Perhaps more importantly than indemnity benefits, the injured worker is entitled to medical care for any injuries sustained in the course and scope of their employment. What is important to understand is that the injuries not only have to be sustained in the course and scope, but the accident that happened on the job has to be determined to be the major contributing cause of their need for treatment as demonstrated by medical evidence.
This medical treatment is provided at no cost to the injured worker, but it would be a gross misstatement to say that this happens routinely. The major contributing cause standard that exists currently in Florida makes medical treatment for many conditions very difficult to be covered under the workers’ compensation system, especially those that might also involve an age-related or a degenerative condition. This gives an incentive to the insurance company to find a way to deny those claims. They often assert that an injury may have been temporarily aggravated on the job, but the underlying major contributing cause is some other degenerative or age-related condition.
Those two benefits, medical and indemnity benefits, are the only things guaranteed to an injured worker under the current statutory scheme. However, the vast majority and well into the 90% of the time, an injured worker has the option to resolve their case via a washout settlement.
Unlike a personal injury where a benefit or an amount of damages is calculated based on predictions of future costs, workers compensation cases have no obligation by the carrier or the injured worker to ever settle the case. Often times, both parties enter voluntarily into an agreement to resolve the future obligation of the insurance company and the future right to receive benefits by the injured worker. Therefore, they enter into a settlement agreement that accounts for an estimate of the future medical and indemnity benefits.
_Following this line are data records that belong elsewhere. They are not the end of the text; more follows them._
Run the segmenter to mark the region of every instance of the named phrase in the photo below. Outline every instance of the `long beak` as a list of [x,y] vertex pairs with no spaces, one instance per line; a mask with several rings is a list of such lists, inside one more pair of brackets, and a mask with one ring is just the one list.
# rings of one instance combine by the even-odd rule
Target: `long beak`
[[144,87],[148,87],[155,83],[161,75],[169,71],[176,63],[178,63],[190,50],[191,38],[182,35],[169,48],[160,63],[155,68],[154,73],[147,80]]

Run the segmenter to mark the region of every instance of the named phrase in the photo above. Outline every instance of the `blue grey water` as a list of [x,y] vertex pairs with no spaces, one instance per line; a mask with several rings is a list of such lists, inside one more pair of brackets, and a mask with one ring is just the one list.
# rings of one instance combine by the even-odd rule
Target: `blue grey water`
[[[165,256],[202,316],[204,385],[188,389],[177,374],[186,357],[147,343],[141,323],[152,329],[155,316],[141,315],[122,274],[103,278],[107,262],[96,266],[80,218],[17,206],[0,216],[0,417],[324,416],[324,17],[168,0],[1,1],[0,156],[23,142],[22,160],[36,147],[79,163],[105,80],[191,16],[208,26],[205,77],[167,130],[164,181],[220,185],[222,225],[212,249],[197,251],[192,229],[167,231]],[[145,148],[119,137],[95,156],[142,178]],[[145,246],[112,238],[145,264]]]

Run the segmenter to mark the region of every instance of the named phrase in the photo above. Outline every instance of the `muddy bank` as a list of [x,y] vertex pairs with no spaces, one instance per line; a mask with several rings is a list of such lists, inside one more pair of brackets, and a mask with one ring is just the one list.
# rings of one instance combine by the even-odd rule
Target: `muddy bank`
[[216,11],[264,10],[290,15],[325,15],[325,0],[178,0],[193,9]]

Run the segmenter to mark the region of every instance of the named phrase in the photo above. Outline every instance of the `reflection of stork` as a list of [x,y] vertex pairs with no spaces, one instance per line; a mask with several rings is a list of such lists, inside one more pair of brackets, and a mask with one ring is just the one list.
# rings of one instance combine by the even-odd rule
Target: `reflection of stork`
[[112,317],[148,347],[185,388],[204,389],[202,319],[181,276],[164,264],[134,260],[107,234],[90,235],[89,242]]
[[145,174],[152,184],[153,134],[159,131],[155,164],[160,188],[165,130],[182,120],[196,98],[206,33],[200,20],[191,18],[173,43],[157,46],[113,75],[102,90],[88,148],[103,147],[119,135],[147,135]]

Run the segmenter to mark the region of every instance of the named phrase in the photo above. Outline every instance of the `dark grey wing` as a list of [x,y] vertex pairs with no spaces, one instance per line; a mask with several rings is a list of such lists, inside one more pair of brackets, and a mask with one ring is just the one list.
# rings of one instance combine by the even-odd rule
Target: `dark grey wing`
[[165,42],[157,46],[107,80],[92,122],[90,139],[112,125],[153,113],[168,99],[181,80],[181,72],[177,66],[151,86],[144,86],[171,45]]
It is important to note that workers compensation cases do not contain any consideration for the non-economic damages as in personal injury. There is no pain and suffering, no loss of consortium with the spouse, or loss of enjoyment of life, or loss of future earning capacity. Those are not available to the injured worker because the basic premise of workers’ compensation is that an injured worker is entitled to benefits in the absence of a determination of fault and simply because they were working in the course and scope of their employment.